In Magic the Gathering, we are not introduced to the game by someone handing us a deck. At least not as kids, at least not for me. For me, I saw a blue mana, and a few other cards and said wow wtf is that? What does that say? Tap for mana? What is mana? What does this thing do? If someone handed me a full deck, I’m thinking I would explore it card by card and try to play with maybe a few cards only, like I did at the beginning as I was only given like 5 or 6 cards by a friend. I study each card individually and then try to use two of them together to make something happen, then I get more cards and add them and try to explore and make more things happen. At the same time, kids would be telling me, this is a “good card”, this is a very good card, This card might seem like it sucks but you need it for this card, ect. So you realize all the cads have a kind of intrinsic value, instead of it being just one big deck. I feel that programming should be taught as separate functions.
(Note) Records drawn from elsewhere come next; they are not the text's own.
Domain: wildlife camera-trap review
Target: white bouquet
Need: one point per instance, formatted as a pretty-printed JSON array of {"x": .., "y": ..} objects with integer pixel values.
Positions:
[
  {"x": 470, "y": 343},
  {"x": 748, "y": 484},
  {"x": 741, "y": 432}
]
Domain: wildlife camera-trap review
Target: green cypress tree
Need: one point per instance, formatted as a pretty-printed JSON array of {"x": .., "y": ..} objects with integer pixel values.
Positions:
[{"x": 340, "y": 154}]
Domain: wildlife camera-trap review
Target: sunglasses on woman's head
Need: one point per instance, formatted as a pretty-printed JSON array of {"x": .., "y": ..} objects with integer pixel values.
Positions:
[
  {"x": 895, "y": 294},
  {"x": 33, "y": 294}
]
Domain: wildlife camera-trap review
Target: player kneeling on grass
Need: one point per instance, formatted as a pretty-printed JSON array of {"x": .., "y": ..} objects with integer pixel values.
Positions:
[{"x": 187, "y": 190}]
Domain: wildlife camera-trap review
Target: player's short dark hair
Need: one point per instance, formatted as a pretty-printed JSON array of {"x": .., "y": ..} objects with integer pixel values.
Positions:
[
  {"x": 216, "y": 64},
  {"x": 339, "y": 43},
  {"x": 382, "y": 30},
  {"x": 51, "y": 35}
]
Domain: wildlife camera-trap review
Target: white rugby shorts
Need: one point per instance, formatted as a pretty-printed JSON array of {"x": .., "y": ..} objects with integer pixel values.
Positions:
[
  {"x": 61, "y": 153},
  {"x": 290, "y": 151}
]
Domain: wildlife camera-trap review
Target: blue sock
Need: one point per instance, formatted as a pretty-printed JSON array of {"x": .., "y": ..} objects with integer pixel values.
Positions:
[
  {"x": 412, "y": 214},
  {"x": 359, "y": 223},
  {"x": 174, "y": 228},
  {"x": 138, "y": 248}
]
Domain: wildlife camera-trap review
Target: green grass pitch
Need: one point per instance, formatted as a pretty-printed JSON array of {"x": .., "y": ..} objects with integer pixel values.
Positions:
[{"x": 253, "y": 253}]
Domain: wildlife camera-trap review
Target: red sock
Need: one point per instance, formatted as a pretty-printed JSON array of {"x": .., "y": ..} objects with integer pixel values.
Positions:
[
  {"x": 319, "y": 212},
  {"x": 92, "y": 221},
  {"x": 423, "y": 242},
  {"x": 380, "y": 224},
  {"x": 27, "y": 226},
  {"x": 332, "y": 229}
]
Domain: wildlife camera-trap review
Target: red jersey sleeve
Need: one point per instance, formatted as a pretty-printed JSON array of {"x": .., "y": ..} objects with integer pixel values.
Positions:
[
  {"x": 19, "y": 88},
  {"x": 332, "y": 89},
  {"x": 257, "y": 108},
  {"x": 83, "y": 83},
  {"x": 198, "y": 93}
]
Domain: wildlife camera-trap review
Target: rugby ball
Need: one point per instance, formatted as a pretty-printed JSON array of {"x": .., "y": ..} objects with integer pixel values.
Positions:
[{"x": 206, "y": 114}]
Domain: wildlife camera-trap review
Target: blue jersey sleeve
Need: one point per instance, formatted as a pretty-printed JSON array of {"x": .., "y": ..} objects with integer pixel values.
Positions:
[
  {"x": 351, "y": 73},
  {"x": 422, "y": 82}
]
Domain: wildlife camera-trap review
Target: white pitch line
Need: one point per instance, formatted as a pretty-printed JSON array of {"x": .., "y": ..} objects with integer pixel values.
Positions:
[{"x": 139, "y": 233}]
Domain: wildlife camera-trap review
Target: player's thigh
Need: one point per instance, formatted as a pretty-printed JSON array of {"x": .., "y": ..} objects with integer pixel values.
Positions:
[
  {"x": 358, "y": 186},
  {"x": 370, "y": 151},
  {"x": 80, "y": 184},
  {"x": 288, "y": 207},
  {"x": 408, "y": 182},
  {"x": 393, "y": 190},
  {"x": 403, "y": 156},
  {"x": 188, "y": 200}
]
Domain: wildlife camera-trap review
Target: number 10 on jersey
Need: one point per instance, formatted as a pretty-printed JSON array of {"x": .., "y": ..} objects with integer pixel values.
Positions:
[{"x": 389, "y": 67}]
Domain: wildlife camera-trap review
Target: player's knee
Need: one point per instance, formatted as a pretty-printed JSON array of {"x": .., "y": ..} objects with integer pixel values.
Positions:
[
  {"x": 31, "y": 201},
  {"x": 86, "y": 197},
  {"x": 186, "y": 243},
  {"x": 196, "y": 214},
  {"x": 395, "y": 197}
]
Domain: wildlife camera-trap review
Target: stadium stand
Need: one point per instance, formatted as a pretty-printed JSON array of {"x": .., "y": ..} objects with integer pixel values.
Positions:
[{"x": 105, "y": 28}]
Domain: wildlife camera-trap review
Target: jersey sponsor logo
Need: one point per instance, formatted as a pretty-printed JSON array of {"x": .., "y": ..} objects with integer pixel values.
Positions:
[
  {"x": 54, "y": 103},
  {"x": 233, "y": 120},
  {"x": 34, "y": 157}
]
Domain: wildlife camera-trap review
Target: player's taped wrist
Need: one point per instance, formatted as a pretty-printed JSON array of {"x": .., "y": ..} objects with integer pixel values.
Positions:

I mean,  feel each concept or function introduced should be introduced in isolation in it’s most basic usable form, so it’s value can be understood better and therefore learning it would be more motivating.

What I’m doing

So what I realized is that these tutorials for pygame were just going to far without enough introductions and so I decided not to completely scrape what I was working on, but to kind of take out anything besides the minimum viable product and then slowing work in more things. I feel like sometimes I get ahead of myself, trying to create something new without having enough background at it just makes me feel nauseous because I know deep down that I’m just wasting time. It just get’s to me because I feel like maybe all the smart programmers learned everything just by being smart lol, and that unless I try to emulate that and basically reinvent programming, I would be any good. I actually feel that’s one of the bad ideas I learned from my college professors, like if I don’t want to learn this way maybe I don’t like real programming and just want to copy. However, not only does that seem silly when I think about it but since it’s not fun at all for me to think about it, I might as well not go about learning that way. Sure these programming languages were developed by people over time, but that doesn’t mean beginners should feel obligated to do the same thing.

I am working with pygame creating plat formers and I’m going to have a look at most of the needed functions and concepts in isolation first, as created by someone else, and then work on putting them together to make something interesting. I mean, I might have to follow tutorials, but I’ll just take out every function they introduce and try it out in isolation first. Btw I feel like I find the physics engines in game programming to be interesting. Not sure why that is, I guess my Ne sees the possibilities for alternate physics realities and find it interesting. It gives me a sense of power as well, but maybe it’s the Ti can sense that something like a physics engine is empowering for me to grasp, even if without the financial potential, and it’s motivating. I mean, I like music, but you would think I would get more psyched up about creating a killer song and want to experiment with music all the time but it obviously doesn’t work that way. It doesn’t feel constructive enough for me and I feel that could be my Ti talking. So I feel like I have this need to do something constructive. I feel I have always had that, and remember my first time feeling basically euphoric over a k’nects set as a kid. I mean, I guess I could feel a similar feeling from running a business but why go through all that trouble when I don’t have to. I also wonder why I’m less interested in mechanical engineering and stuff like that but I’m guessing that stuff is less cutting edge and also harder to get into than programming. Even my university classes mostly psychology don’t feel very constructive to me and therefore not as much fun. I feel like maybe the reason why I feel bored is that I need something constructive but am finding so much discouragement from lack of social atmosphere in the areas I’d like to construct in, as well as discouraging teaching methods by teachers who don’t understand/remember what a beginner enjoys.